In our new series on gardening in style, we pay tribute to Valerie Finnis’ portraits of the great gardeners of her day. We’re asking some of our favourite garden people, “What do you wear to garden, and why?”
Finnis (1924–2006) came as a student to the Waterperry Horticultural School for Women in 1942. After graduating, she stayed on as a teacher, taking charge of the Alpine Department where she developed a renowned saxifrage collection. Her reputation as a botanist and her charisma and puckish sense of humour saw her become a celebrity in the booming horticultural industry of the post-war years, as well as a member of several RHS committees.
Finnis’ gardening friends also became her photographic subjects. As varied as her subjects’ personalities, her garden portraits capture the moods and fashions of the time. Nancy Lancaster’s photograph at Haseley Court communicates the down-home Southern intimacy for which she was known. Rhoda, Lady Birley, was herself a portrait painter, and her enjoyment of collaborating in the creation of her own portrait is evident. Ursula Buchan says “Valerie had a weakness for outrageous hats, both wearing them and photographing others in them.”
After 28 years at Waterperry, at 46, she married 86-year-old retired diplomat David Scott. She liked to tell the story of when they first met:
I was in my awful old dungarees in the potting shed at Waterperry and a voice outside said, “She’s got Gillenia trifoliata.” I came out and replied, “You’re the first person who’s ever known that plant.”

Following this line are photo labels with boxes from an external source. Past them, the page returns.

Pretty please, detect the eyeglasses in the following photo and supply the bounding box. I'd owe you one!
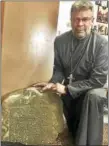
[73,17,93,23]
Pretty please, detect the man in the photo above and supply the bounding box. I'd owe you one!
[33,0,108,145]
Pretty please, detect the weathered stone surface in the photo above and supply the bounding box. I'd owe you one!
[1,88,64,145]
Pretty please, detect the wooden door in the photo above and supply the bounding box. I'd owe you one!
[2,1,59,95]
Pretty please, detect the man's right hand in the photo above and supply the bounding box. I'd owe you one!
[32,82,55,92]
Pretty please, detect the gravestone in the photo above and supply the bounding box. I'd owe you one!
[1,87,64,145]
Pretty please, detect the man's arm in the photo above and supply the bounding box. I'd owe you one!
[49,38,65,83]
[67,43,108,98]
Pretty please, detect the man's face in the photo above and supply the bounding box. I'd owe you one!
[71,9,93,39]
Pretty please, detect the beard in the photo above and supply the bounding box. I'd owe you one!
[72,27,91,39]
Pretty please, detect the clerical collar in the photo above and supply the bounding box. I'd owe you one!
[72,33,91,42]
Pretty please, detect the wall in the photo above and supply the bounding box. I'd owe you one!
[2,1,59,95]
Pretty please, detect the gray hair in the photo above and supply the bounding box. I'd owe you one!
[71,0,94,14]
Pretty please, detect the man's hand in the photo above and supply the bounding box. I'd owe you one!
[29,82,66,94]
[55,83,66,94]
[32,82,55,92]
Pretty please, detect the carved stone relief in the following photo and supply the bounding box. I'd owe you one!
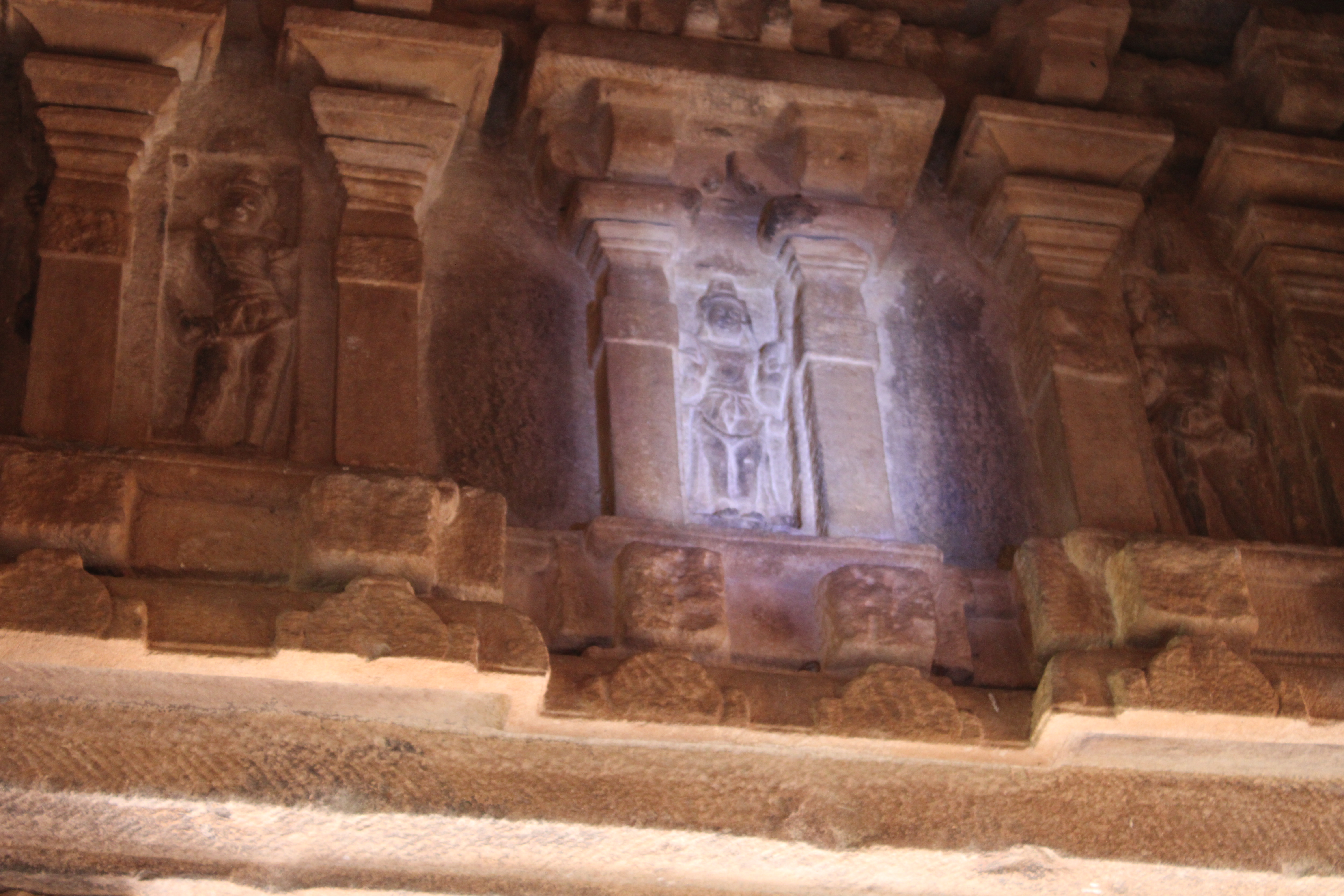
[681,278,794,528]
[155,155,298,454]
[1125,278,1284,540]
[617,543,728,652]
[817,564,937,670]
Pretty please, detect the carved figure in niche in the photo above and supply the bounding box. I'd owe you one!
[179,168,296,449]
[1125,279,1279,540]
[681,279,792,527]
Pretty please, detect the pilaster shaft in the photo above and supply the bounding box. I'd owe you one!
[973,176,1163,532]
[23,54,179,442]
[781,236,896,539]
[569,181,699,523]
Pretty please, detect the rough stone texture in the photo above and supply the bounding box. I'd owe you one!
[817,665,962,740]
[1117,638,1278,716]
[300,474,454,592]
[616,543,728,653]
[302,576,476,662]
[1106,539,1259,646]
[817,566,938,672]
[0,453,137,568]
[0,551,112,637]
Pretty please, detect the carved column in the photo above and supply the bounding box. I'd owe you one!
[952,97,1175,532]
[23,54,179,442]
[567,181,699,523]
[761,200,896,539]
[280,7,503,469]
[310,87,462,469]
[1199,129,1344,541]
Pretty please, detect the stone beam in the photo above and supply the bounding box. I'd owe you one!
[1232,7,1344,134]
[23,54,180,442]
[527,26,942,207]
[566,181,700,523]
[759,199,896,539]
[280,7,503,470]
[992,0,1129,106]
[9,0,227,82]
[950,97,1173,532]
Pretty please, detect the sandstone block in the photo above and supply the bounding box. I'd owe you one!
[816,665,962,740]
[297,473,457,592]
[1110,638,1278,716]
[0,549,112,638]
[0,451,137,568]
[594,652,723,724]
[933,570,976,684]
[1196,128,1344,215]
[280,7,504,129]
[304,576,476,662]
[130,494,297,580]
[1013,539,1116,662]
[527,25,942,207]
[1106,539,1259,646]
[949,97,1176,204]
[816,566,937,672]
[617,543,728,653]
[437,486,508,603]
[11,0,228,82]
[23,52,180,116]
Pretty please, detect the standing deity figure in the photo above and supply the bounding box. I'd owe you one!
[180,168,296,450]
[1125,282,1278,540]
[681,279,789,527]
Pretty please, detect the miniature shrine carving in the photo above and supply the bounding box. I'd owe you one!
[175,167,297,450]
[681,279,792,528]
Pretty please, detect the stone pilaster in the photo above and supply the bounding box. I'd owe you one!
[567,181,699,523]
[280,7,503,469]
[952,97,1173,532]
[23,54,180,442]
[761,200,895,539]
[1199,129,1344,540]
[310,87,462,469]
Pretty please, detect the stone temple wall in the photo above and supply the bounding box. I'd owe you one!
[0,0,1344,896]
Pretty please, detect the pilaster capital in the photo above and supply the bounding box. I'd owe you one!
[972,175,1144,293]
[948,97,1176,204]
[562,180,700,279]
[757,196,895,269]
[23,52,180,191]
[309,87,462,224]
[280,7,504,130]
[9,0,228,82]
[1196,128,1344,215]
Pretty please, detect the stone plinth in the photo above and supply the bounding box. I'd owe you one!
[280,7,503,470]
[527,26,942,207]
[0,441,504,602]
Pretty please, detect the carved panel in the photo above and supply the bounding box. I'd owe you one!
[155,155,300,454]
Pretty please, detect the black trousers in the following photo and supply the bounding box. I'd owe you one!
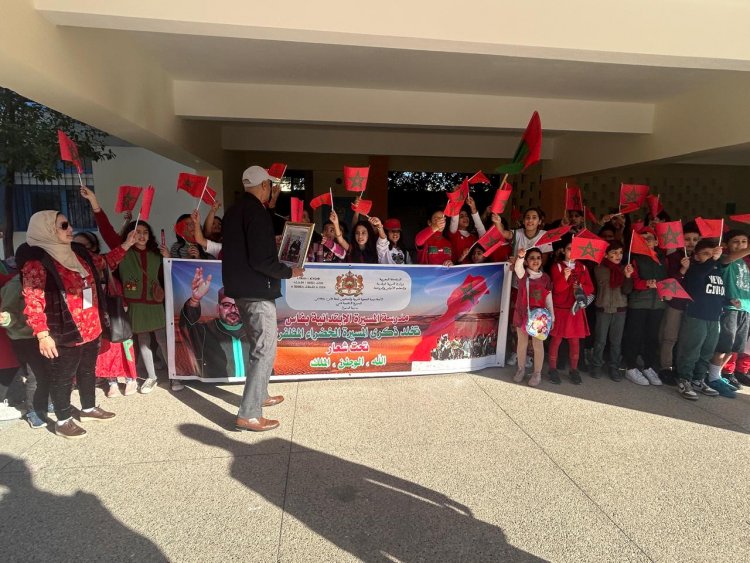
[45,338,100,420]
[622,308,664,372]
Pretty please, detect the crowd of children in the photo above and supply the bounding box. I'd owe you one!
[0,183,750,434]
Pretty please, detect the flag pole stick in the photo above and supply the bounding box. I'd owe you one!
[195,176,208,211]
[628,235,633,264]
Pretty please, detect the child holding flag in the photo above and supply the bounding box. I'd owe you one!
[547,237,594,385]
[622,227,667,385]
[708,230,750,397]
[677,239,725,401]
[513,247,555,387]
[592,240,633,381]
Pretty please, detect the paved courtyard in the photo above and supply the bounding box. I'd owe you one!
[0,369,750,562]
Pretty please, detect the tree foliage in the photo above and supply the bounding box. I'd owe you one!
[388,172,500,193]
[0,87,115,256]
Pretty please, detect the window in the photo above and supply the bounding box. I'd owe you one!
[13,161,96,231]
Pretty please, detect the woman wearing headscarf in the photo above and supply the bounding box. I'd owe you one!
[16,211,135,438]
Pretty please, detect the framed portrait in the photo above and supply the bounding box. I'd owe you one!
[279,221,315,268]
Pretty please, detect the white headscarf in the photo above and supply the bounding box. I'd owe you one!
[26,211,89,278]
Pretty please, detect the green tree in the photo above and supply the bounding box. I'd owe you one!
[0,88,115,256]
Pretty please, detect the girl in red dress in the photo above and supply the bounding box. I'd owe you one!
[548,241,594,385]
[513,247,554,387]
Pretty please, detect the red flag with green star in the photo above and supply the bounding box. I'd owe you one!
[630,231,659,264]
[352,199,372,215]
[570,237,609,264]
[448,178,469,204]
[344,166,370,192]
[656,278,693,301]
[57,129,83,174]
[565,186,583,212]
[654,221,685,250]
[695,217,724,238]
[495,112,542,174]
[534,225,570,246]
[443,200,464,217]
[115,186,143,213]
[310,192,333,209]
[490,184,513,215]
[620,184,650,213]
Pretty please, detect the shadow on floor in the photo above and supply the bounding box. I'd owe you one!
[179,424,543,562]
[0,454,168,562]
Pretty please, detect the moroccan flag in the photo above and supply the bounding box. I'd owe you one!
[646,195,664,217]
[289,197,305,223]
[409,274,489,362]
[654,221,685,250]
[490,189,513,215]
[201,186,216,205]
[115,186,143,213]
[576,229,604,240]
[443,199,464,217]
[177,172,209,197]
[448,178,469,203]
[630,231,659,264]
[656,278,693,301]
[477,225,505,250]
[57,129,83,174]
[140,186,155,221]
[352,199,372,215]
[495,112,542,174]
[620,184,649,209]
[565,186,583,212]
[266,162,286,180]
[469,170,490,186]
[310,192,333,209]
[583,206,599,225]
[570,237,609,264]
[482,238,510,258]
[695,217,724,238]
[344,166,370,192]
[534,225,570,246]
[620,203,641,215]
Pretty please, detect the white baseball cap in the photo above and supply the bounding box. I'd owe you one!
[242,166,273,188]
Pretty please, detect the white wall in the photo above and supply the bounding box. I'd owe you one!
[94,147,198,250]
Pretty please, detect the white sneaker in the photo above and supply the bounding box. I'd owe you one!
[625,368,648,385]
[0,399,23,420]
[677,379,698,401]
[643,368,662,385]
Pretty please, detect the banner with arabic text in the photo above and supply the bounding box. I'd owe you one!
[165,259,510,382]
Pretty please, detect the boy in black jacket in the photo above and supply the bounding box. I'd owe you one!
[677,239,725,401]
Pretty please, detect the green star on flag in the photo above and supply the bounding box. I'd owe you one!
[655,221,685,250]
[344,166,370,192]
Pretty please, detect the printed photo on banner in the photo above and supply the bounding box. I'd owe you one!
[279,222,315,268]
[165,259,510,382]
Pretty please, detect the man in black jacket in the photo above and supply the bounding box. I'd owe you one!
[221,166,304,432]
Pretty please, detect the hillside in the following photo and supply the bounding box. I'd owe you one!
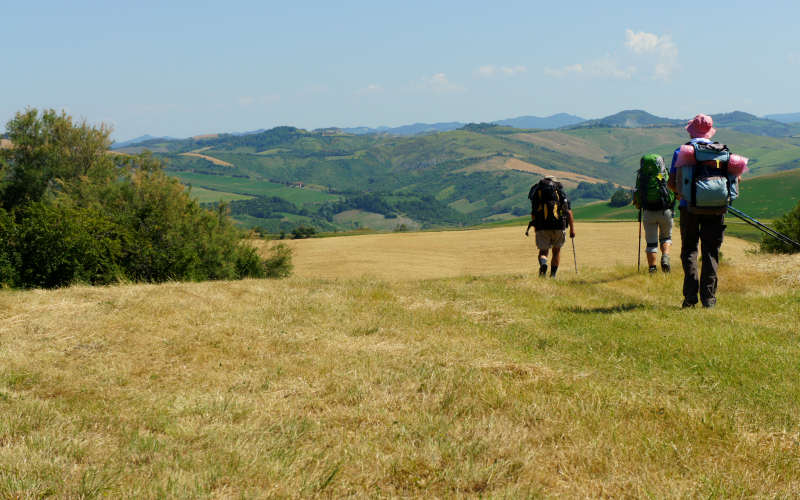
[114,117,800,233]
[0,224,800,498]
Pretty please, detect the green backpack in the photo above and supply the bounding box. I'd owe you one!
[633,153,675,210]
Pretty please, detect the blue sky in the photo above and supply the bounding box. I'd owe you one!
[0,0,800,140]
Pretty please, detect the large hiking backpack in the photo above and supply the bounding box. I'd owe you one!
[633,154,675,210]
[528,178,567,229]
[676,142,739,214]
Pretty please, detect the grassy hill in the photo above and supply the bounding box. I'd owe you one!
[112,120,800,232]
[0,224,800,498]
[573,169,800,220]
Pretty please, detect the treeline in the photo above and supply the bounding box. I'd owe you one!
[0,110,291,288]
[222,189,471,234]
[569,182,619,200]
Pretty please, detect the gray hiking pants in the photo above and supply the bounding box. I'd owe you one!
[642,209,672,253]
[681,207,725,306]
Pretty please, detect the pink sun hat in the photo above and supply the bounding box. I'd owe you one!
[686,114,717,139]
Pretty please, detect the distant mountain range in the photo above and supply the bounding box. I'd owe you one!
[574,109,686,128]
[764,113,800,123]
[341,113,586,135]
[112,109,800,149]
[111,134,178,149]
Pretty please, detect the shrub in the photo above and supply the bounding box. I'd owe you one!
[292,225,317,240]
[608,188,633,207]
[761,203,800,253]
[0,111,290,287]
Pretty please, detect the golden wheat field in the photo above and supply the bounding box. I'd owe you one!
[0,223,800,498]
[266,222,755,280]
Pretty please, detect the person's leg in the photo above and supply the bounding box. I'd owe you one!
[539,248,547,277]
[550,247,561,278]
[642,210,658,273]
[681,208,700,306]
[550,230,567,278]
[658,210,672,273]
[700,215,725,307]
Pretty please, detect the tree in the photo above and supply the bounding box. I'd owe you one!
[0,110,291,287]
[761,203,800,253]
[0,109,115,210]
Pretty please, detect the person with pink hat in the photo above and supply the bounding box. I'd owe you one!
[668,114,736,308]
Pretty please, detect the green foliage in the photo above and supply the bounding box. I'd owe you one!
[0,109,114,210]
[761,203,800,253]
[0,110,286,287]
[292,226,317,240]
[608,188,633,207]
[264,243,293,278]
[568,182,617,200]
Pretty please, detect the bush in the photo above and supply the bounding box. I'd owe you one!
[608,188,633,207]
[292,225,317,240]
[761,203,800,253]
[0,111,291,287]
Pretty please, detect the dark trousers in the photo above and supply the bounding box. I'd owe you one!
[681,207,725,306]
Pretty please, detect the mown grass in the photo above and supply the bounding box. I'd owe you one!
[0,227,800,498]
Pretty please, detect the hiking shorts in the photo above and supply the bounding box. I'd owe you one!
[536,229,567,250]
[642,209,672,253]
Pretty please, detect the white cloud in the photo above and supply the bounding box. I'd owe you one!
[625,29,678,80]
[476,64,528,78]
[420,73,464,94]
[238,94,280,108]
[544,64,583,78]
[356,83,383,95]
[586,56,637,80]
[544,29,679,80]
[544,56,636,80]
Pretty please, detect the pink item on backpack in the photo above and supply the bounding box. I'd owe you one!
[728,155,749,177]
[675,144,694,168]
[686,114,717,139]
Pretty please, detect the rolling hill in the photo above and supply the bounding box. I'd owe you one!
[114,111,800,232]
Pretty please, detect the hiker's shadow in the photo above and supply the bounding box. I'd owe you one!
[564,302,645,314]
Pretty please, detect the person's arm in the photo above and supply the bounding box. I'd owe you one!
[525,219,533,236]
[667,148,681,195]
[567,210,575,238]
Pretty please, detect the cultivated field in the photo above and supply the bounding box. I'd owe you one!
[272,221,754,280]
[0,223,800,498]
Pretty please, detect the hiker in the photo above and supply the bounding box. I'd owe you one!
[668,114,739,308]
[525,175,575,278]
[633,154,675,274]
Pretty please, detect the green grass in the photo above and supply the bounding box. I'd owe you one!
[168,172,339,205]
[185,186,252,203]
[733,169,800,218]
[0,256,800,498]
[572,201,639,220]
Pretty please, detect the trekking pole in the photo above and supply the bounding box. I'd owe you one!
[728,205,800,248]
[569,236,578,274]
[636,208,642,273]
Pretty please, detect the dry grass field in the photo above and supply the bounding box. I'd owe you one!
[180,152,233,167]
[272,221,755,280]
[0,224,800,498]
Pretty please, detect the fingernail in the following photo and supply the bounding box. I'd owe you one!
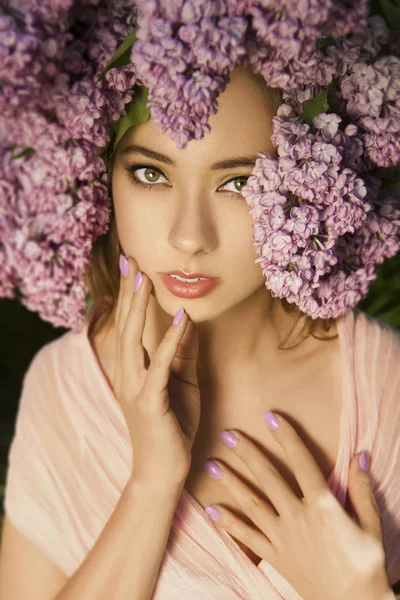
[264,410,279,429]
[133,271,143,292]
[219,431,239,448]
[204,506,222,521]
[358,450,369,471]
[119,254,129,277]
[204,460,222,479]
[172,306,185,325]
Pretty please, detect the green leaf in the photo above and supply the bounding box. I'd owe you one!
[381,0,400,29]
[11,146,36,160]
[300,83,332,125]
[96,26,138,83]
[110,85,151,157]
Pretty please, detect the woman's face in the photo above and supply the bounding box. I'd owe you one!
[112,68,275,322]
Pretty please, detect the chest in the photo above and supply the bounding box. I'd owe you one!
[185,341,343,565]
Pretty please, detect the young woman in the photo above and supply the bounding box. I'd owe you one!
[0,68,400,600]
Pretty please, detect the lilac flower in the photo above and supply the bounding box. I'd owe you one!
[0,0,400,328]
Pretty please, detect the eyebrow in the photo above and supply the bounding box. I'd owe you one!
[120,145,258,171]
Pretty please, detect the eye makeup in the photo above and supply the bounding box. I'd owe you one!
[124,164,250,198]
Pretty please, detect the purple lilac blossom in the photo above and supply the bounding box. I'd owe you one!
[0,0,400,328]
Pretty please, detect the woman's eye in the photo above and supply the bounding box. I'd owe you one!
[128,166,166,184]
[220,177,249,194]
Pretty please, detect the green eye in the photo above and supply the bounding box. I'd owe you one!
[143,168,161,183]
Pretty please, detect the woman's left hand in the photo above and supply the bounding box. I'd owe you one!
[206,411,394,600]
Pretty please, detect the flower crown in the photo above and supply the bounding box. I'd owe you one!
[0,0,400,328]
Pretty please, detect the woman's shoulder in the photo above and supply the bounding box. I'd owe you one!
[352,309,400,409]
[28,324,87,372]
[352,309,400,360]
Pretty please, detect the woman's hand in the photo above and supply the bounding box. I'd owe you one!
[205,411,394,600]
[112,257,201,490]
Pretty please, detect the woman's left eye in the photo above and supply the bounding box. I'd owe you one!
[224,176,249,194]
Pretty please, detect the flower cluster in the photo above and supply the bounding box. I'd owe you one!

She and her saxifrages moved with Scott to Boughton, the home of Scott’s cousin the Duke of Buccleugh. They lived together in the Dower House, where they continued to garden– in fact, they were weeding in their garden minutes after their wedding. Finnis created several new plants at Boughton, including Viola ‘Boughton Blue’, Hebe cupressoides ‘Boughton Dome’, Muscari ‘Valerie Finnis’.
Ursula Buchan’s 2007 photographic collection and biography, Garden People, brought Finnis a new generation of fans. Revisiting the theme, we are creating a sartorial record of this defining era of our own – S/S 2020 under lockdown – as millions turn to gardening and growing on every scale.
We’re asking some of our favourite garden people, “What do you wear to garden, and why?”